Nvidia’s market capitalization has climbed from roughly $345 billion at the launch of ChatGPT in November 2022 to $4.5 trillion today, underpinning a tenfold increase in three years. Analysts at FactSet and Goldman Sachs project that AI hyperscalers—including Microsoft, Alphabet, Meta Platforms, Amazon and OpenAI—could invest up to $527 billion in AI infrastructure capex this year. With Nvidia capturing an estimated 60% of hyperscaler spending on GPUs, Wall Street foresees the company nearly doubling its data center revenue to between $320 billion and $330 billion in 2026. If these projections hold and valuation multiples remain in the 21–27× data-center-sales range, Nvidia’s market cap could reach $7 trillion to $9 trillion by year-end 2026, implying approximately 70% upside from current levels.

2. Massive Order Backlog and Strategic AI Partnerships

Nvidia’s backlog, which CEO Jensen Huang estimated near $500 billion, continues to expand as hyperscalers lock in multiyear agreements. CFO Colette Kress highlighted exponential backlog growth, driven by marquee deals such as a multibillion-dollar agreement to supply new Vera Rubin chips to Anthropic, AWS’s $38 billion arrangement to host OpenAI’s GPU clusters, and a $20 billion licensing deal with Groq.

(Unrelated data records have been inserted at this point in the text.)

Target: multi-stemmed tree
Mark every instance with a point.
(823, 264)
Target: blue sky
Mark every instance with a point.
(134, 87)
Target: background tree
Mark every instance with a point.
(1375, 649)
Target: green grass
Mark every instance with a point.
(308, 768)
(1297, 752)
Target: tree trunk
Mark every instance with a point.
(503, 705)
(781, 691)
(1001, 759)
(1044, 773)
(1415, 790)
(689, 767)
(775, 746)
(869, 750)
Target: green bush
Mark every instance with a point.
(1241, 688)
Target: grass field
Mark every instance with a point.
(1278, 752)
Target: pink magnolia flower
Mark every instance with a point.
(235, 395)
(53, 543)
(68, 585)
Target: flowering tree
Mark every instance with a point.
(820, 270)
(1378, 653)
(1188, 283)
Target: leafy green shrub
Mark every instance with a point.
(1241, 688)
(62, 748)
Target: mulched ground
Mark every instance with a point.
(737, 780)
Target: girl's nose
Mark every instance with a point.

These contracts not only secure multiyear revenue visibility but also reinforce Nvidia’s dominance in training and inference markets, underpinning further growth in data center unit shipments and associated software-defined networking and interconnect solutions.

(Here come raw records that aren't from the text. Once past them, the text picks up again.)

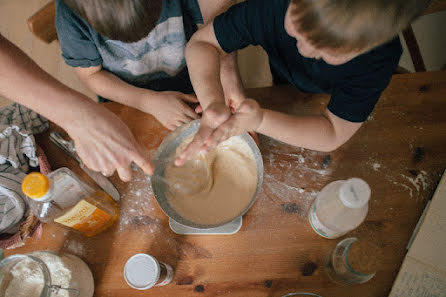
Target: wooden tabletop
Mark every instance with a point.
(400, 151)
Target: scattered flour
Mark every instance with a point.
(137, 203)
(420, 181)
(295, 178)
(376, 166)
(74, 247)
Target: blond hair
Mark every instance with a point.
(353, 25)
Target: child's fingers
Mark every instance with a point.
(190, 98)
(190, 113)
(194, 146)
(143, 163)
(219, 135)
(199, 109)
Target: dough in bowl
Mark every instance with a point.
(215, 187)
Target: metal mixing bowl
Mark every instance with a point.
(166, 152)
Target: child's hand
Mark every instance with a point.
(247, 118)
(214, 116)
(169, 108)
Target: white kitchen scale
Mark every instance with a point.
(227, 229)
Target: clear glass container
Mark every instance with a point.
(31, 275)
(61, 197)
(349, 268)
(340, 207)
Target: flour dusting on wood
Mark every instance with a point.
(292, 174)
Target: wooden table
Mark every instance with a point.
(400, 151)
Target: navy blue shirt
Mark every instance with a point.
(355, 86)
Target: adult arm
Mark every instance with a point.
(102, 140)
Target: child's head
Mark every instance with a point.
(339, 30)
(124, 20)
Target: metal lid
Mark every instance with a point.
(141, 271)
(354, 193)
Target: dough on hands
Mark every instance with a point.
(215, 187)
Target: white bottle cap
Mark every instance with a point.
(142, 271)
(354, 193)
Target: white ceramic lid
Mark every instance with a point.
(354, 193)
(141, 271)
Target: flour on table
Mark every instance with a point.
(293, 175)
(137, 203)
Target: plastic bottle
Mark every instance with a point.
(64, 199)
(340, 207)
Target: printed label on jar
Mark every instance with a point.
(168, 276)
(320, 228)
(85, 217)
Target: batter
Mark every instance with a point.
(215, 187)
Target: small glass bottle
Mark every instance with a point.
(45, 274)
(340, 207)
(61, 197)
(143, 272)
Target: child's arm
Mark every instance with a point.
(325, 132)
(167, 107)
(103, 141)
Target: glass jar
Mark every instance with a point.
(341, 264)
(340, 207)
(45, 274)
(63, 198)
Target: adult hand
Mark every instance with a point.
(170, 108)
(213, 116)
(105, 143)
(246, 118)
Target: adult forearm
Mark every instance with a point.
(203, 61)
(230, 78)
(25, 82)
(311, 132)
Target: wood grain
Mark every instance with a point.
(399, 151)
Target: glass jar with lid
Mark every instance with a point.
(45, 274)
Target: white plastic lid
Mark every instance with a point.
(141, 271)
(354, 193)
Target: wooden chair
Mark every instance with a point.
(42, 23)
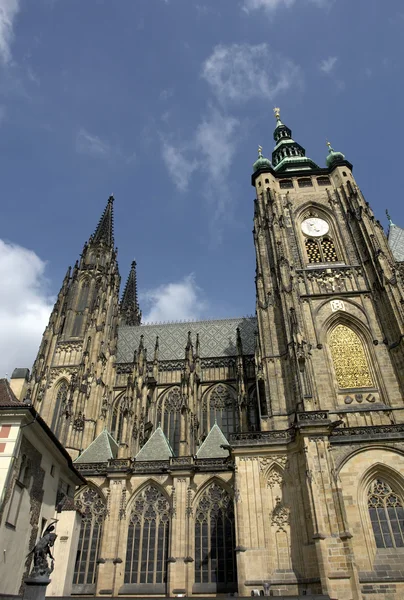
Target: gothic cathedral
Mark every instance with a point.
(241, 455)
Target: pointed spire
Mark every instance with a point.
(288, 155)
(130, 311)
(104, 233)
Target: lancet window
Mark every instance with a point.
(93, 510)
(386, 512)
(321, 251)
(215, 561)
(349, 358)
(148, 535)
(169, 416)
(220, 407)
(61, 400)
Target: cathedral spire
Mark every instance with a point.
(104, 233)
(130, 311)
(288, 155)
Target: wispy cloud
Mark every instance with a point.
(8, 12)
(328, 64)
(24, 306)
(96, 147)
(173, 301)
(271, 6)
(180, 167)
(238, 73)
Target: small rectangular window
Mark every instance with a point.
(305, 183)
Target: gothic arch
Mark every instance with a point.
(147, 544)
(60, 394)
(214, 539)
(168, 415)
(219, 404)
(91, 503)
(377, 476)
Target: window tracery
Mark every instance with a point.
(215, 538)
(61, 401)
(221, 408)
(169, 416)
(386, 514)
(93, 511)
(349, 358)
(148, 535)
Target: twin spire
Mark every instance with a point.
(288, 155)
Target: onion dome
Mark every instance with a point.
(333, 156)
(288, 155)
(261, 162)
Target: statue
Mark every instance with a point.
(41, 552)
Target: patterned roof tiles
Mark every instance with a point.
(217, 338)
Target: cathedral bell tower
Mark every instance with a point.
(328, 291)
(70, 381)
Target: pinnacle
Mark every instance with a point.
(104, 232)
(130, 311)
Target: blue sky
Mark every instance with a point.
(163, 103)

3. Valuation Compression and Potential for Multiple Expansion

Despite Nvidia’s strong growth—data center revenue has climbed from $167 billion over the past 12 months—its forward price-to-sales multiple has compressed to roughly 21×, down from all-time highs above 40×. This compression reflects the market’s shift toward valuing Nvidia more like a mature infrastructure provider rather than a hypergrowth story. However, as revenue and profits continue to scale with each new hyperscaler deal, and as gross margins stabilize near 70%, investors may re-rate the stock higher. Even modest multiple expansion back toward historical mid-cycle levels could significantly amplify returns, supporting the view that further upside remains despite today’s already lofty valuation.